Ultimately, you should trust your intuition and broach the subject delicately, she said.

“Too often, we condition ourselves to ignore that tiny voice inside that says something doesn’t feel quite right,” Dombrowski added.

Don’t lower yourself to snooping through email or text messages, especially if you’re hopeful your relationship can withstand any possible betrayal, said Stephanie Mintz, a marriage and family therapist in Los Angeles, California.

“Resist the temptation to snoop,” she told HuffPost. “This would be a total breach of trust and privacy on your part and would make rebuilding that trust much more difficult. Although you may suspect your partner or spouse has already broken the trust, you don’t want to add fuel to the fire.”

Timing is critical when discussing a subject this sensitive, Mintz said. You’ll both need to be in the right frame of mind, so to that end, don’t bring it up at 12 a.m. on a Monday, when you’re both exhausted. (Indeed, studies have shown that the brain’s emotional centers are more reactive when we’re sleep deprived.)

“You don’t want this to be rushed and you don’t want to do it before work, when children are around or with an activity to go to shortly after,” Mintz said. “Wait for an evening after each of you has had some time to unwind from work or a weekend where you don’t have plans for later on in the day.”

This is bound to be an uncomfortable conversation. You may want to begin the talk by acknowledging how uneasy it makes you, said Todd Creager, a marriage therapist in Orange County, California and the author of The Little Black Book On Infidelity.

“Let your partner know that you have some uneasy feelings and need him or her to help you sort through them,” he said. “Then go ahead and let your partner know what you are suspicious of or what caused your uneasiness.”

Your spouse still may get angry and defensive ― especially if your suspicions are true ― “but you’re cutting down the chances of defensiveness by focusing on yourself and not your partner,” Creager said.

Let your partner know that when you feel uneasy or have an intuition, you owe it to yourself to check it out, Creager said.

“By bringing it up, you are educating your partner that you have integrity,” he said. “Let him or her know that you are owed the truth if nothing else. You deserve to know what is truly going on so that you can make a good decision for yourself.”

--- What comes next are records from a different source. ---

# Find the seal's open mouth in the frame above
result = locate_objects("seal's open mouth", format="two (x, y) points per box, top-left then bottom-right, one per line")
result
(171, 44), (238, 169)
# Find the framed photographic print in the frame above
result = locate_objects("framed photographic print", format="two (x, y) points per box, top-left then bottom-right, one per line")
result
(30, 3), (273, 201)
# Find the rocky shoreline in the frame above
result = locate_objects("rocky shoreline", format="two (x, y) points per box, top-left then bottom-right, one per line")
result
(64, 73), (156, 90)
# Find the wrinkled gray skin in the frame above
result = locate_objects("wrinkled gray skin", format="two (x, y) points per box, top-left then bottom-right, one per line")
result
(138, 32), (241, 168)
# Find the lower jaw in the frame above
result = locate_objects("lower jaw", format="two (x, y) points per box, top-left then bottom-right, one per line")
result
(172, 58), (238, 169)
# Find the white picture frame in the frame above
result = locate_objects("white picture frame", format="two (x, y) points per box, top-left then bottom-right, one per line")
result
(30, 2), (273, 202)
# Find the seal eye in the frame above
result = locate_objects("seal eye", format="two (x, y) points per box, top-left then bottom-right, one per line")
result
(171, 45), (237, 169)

It can be isolating and painful to deal with infidelity. Depending on the answer you receive from your partner, you might consider seeking individual or couples therapy afterward, Dombrowski said.

“You might feel the need to tell friends and family about your partner’s cheating but once the secret is out, you can’t put it back in,” she said. “Friends and family are great but a good therapist can help you decide who your trusted circle of support will be while you are learning to navigate the difficult journey that lies ahead, whatever you decide.”